Formulierung im Raumordnungsprogramm ist Scheinlösung:Minister Ehlen täuscht Gegner der oberirdischen Trassenführung
„Die Landesregierung muss endlich aktiv werden und sich auf Bundesebene für eine Änderung der gesetzlichen Regelungen einsetzen. Nur dann bekommt die unterirdische Trassenführung endlich eine realistische Umsetzungschance“, so Hans-Jürgen Klein.
"Verschleierungs- und Verzögerungstaktik" haben die Landtagsgrünen der Landesregierung im Zusammenhang mit der Ausweisung und Realisierung der geplanten Trassen für neue Hochspannungsleitungen vorgeworfen. "Hier soll offensichtlich ein weiteres Problem vor der Landtagswahl einer Scheinlösung zugeführt werden.
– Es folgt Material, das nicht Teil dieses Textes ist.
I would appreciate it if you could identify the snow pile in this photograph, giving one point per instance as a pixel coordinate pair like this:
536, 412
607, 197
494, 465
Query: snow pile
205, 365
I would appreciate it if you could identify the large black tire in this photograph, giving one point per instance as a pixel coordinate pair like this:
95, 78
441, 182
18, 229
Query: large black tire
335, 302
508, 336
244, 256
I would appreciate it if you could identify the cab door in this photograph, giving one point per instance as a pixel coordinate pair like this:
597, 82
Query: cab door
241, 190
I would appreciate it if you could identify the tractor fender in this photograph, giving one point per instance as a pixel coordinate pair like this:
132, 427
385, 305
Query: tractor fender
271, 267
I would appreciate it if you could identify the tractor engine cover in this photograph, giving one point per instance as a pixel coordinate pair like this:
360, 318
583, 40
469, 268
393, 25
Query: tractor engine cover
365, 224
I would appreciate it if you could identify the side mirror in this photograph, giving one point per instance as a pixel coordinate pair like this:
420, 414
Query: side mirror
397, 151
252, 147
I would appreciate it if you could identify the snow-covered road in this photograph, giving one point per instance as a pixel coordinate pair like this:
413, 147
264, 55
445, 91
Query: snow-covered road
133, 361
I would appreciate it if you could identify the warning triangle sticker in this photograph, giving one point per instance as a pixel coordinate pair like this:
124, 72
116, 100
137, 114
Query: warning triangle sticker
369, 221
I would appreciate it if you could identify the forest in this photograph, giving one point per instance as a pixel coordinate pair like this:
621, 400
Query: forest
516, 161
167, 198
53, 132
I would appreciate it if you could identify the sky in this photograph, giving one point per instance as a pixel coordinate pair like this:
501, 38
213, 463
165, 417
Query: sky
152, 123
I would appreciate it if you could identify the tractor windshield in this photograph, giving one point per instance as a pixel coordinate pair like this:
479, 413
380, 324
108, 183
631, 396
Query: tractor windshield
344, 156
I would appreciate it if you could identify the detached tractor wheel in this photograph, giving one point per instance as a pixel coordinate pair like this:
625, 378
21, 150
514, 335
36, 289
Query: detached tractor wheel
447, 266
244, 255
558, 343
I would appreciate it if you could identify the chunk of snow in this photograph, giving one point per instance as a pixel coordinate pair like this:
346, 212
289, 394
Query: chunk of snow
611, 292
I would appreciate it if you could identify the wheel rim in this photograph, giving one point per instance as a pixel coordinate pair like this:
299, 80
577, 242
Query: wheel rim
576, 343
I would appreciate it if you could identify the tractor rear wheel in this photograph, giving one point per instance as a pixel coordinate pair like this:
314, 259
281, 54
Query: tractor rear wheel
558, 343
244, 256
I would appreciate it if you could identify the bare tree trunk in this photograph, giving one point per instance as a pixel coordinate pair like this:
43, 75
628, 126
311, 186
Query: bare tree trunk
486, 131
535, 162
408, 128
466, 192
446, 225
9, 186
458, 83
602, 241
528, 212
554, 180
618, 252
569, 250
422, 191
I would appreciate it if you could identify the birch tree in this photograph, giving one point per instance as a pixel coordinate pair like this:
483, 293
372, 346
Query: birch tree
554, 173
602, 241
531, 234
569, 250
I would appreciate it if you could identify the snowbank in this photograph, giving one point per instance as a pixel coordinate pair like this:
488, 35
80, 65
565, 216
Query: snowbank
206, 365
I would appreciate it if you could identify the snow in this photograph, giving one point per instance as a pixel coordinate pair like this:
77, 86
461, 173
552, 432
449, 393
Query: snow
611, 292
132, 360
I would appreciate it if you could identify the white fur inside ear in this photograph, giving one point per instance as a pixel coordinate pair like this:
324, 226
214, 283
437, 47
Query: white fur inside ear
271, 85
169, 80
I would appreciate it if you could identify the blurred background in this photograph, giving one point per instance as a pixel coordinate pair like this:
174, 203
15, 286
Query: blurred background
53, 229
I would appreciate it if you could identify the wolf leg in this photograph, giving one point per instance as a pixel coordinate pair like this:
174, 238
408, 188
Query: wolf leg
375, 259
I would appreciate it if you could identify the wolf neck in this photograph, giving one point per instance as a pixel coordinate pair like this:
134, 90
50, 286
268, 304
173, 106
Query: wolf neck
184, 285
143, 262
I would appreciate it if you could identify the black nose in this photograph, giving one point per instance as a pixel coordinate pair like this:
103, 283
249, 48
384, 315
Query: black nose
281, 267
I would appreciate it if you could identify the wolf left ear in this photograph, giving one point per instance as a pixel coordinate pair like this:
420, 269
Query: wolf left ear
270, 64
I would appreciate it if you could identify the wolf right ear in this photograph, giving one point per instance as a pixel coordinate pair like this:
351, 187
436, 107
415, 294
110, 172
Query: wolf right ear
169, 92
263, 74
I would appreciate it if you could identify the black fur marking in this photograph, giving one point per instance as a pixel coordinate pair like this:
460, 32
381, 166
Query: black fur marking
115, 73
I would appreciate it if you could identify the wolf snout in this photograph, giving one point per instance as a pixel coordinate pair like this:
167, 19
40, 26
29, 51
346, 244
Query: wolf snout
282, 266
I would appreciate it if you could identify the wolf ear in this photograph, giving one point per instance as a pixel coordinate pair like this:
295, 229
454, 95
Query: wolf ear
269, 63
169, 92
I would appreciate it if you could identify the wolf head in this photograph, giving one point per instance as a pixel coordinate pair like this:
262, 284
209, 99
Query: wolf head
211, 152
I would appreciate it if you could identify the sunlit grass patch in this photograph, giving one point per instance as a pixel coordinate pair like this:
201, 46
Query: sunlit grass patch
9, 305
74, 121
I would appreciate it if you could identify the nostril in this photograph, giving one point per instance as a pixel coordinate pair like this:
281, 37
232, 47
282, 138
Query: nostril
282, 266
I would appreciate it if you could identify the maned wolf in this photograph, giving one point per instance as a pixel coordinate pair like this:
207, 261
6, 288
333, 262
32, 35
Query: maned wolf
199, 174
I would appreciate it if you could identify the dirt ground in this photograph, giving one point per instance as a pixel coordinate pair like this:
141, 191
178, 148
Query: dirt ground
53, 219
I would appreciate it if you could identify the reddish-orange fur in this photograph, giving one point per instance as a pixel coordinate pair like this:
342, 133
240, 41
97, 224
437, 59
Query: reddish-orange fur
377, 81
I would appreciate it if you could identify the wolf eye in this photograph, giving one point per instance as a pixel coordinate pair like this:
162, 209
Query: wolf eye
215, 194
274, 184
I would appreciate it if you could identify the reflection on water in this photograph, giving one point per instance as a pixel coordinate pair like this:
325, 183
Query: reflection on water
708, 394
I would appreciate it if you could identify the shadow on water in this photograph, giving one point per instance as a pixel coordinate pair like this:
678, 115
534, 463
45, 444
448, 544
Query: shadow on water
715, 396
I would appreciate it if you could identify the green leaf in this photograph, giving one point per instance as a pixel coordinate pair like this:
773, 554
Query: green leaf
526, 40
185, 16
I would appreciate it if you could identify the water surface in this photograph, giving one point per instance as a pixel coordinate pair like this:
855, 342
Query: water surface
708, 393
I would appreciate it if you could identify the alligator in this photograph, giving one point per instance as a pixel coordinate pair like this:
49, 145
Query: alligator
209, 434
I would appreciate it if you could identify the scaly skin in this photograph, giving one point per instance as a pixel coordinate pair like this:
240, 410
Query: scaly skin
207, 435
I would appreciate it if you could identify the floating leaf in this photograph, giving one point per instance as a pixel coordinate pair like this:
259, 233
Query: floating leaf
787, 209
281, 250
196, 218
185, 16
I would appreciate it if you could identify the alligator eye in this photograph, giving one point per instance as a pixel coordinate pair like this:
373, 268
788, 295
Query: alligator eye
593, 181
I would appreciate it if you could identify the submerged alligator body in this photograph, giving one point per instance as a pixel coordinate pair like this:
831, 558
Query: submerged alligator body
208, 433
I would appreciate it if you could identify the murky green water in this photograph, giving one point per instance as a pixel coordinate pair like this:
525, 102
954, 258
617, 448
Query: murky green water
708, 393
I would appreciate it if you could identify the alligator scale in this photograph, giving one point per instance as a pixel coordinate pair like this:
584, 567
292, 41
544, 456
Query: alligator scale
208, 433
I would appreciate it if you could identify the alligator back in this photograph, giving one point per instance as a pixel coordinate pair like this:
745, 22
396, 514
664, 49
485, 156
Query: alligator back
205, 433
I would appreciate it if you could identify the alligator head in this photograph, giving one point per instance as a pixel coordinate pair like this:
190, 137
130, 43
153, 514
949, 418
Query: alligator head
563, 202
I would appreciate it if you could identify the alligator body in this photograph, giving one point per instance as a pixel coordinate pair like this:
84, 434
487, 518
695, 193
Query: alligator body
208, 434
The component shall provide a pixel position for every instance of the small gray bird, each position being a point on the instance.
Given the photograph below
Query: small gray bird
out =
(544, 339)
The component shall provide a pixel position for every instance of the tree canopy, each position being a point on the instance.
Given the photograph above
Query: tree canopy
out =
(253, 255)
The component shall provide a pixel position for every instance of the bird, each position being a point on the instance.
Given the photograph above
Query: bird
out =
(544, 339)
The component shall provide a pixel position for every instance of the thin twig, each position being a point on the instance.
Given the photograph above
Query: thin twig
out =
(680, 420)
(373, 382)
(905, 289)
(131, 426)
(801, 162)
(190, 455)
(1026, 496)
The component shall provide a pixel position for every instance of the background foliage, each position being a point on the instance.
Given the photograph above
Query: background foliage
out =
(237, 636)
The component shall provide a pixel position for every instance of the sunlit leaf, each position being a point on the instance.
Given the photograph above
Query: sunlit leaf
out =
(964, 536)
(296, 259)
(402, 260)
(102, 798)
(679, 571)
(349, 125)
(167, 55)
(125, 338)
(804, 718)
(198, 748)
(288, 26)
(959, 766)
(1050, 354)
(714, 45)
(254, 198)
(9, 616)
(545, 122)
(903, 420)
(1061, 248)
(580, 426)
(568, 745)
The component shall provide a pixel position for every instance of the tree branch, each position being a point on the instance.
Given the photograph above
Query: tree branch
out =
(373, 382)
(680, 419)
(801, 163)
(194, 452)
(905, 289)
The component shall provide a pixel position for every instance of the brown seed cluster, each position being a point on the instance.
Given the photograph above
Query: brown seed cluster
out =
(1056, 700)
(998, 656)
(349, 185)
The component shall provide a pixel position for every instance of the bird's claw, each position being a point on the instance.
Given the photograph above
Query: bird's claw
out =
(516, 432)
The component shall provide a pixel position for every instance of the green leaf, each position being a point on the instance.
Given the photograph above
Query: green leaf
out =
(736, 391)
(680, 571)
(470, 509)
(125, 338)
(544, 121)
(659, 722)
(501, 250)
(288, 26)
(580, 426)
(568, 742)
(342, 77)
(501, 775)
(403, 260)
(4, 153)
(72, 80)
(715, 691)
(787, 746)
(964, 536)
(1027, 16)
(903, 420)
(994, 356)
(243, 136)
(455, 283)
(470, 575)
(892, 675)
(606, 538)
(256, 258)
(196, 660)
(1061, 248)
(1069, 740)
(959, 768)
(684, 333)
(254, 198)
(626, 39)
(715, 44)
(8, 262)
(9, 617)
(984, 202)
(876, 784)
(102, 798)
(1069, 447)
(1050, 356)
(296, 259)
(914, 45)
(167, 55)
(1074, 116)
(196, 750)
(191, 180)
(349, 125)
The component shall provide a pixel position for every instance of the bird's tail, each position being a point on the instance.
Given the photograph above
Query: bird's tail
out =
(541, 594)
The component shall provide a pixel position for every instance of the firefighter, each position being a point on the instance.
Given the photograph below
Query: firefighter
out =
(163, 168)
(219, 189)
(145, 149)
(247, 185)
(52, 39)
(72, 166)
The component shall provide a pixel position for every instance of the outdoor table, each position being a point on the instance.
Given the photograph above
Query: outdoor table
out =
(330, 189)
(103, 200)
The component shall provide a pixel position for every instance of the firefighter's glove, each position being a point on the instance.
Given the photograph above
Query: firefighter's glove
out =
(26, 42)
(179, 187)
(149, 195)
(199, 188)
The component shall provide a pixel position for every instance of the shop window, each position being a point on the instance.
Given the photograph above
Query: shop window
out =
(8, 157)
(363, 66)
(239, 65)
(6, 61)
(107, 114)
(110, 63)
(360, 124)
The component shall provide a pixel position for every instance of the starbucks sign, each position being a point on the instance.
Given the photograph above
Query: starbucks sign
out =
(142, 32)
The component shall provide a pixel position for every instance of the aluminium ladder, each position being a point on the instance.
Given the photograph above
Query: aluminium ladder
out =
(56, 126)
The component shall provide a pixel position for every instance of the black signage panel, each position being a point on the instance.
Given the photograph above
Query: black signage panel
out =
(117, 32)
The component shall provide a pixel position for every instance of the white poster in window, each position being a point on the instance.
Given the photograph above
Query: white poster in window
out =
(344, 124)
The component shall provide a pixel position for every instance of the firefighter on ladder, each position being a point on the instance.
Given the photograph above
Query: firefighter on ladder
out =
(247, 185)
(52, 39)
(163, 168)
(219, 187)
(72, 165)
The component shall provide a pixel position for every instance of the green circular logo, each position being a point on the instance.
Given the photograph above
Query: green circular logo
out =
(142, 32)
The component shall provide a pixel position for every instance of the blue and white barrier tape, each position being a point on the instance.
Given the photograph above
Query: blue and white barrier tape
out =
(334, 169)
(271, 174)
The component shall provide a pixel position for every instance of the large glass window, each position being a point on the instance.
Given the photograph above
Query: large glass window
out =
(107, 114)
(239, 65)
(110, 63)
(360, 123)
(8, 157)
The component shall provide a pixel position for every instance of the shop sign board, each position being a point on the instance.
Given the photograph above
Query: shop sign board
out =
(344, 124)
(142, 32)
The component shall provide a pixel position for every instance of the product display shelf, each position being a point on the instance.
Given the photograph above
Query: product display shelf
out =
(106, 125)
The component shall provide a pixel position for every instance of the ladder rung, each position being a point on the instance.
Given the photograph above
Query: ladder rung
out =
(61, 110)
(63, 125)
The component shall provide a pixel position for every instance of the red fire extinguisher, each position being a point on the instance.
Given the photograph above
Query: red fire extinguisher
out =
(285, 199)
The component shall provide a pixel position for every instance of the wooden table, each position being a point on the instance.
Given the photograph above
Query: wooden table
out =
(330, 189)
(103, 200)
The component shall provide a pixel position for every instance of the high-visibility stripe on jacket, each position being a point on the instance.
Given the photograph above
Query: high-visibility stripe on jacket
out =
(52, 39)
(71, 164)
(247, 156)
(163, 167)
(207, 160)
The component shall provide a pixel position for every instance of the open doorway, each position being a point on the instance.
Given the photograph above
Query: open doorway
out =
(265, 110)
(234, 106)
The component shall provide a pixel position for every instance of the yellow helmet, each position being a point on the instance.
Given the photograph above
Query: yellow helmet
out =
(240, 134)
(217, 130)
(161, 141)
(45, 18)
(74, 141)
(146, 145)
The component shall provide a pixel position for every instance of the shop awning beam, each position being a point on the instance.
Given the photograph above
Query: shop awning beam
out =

Dabei schreckt Minister Ehlen auch vor rechtswidrigen Festlegungen nicht zurück", sagte der für Raumordnung zuständige Abgeordnete Hans-Jürgen Klein heute (Montag) in Hannover.
Der Entwurf des Landesraumordnungsprogramms sehe vor, dass es bei neuen Trassen eine Priorität für die unterirdische Verlegung gibt. "Diese Bestimmung ist ein Witz", sagte der Grünen-Politiker. Das Bundesgesetz, welches die Freileitung vorsieht, stehe dem entgegen. Die von Ehlen präsentierte Lösung sei deshalb nicht umsetzbar. "Damit sollen lediglich die Gegner der Freileitungen bis nach der Wahl beruhigt werden.
Auch mit der Streichung einiger Trassenprojekte aus dem Verordnungsentwurf und ihre Überweisung in ein getrenntes Raumordnungsverfahren, würden die Probleme nicht im Sinne der Freileitungskritiker gelöst, sondern allenfalls auf die lange Bank geschoben.
Klein: "Die Landesregierung muss endlich aktiv werden und sich auf Bundesebene für eine Änderung der gesetzlichen Regelungen einsetzen. Nur dann bekommt die unterirdische Trassenführung endlich eine realistische Umsetzungschance".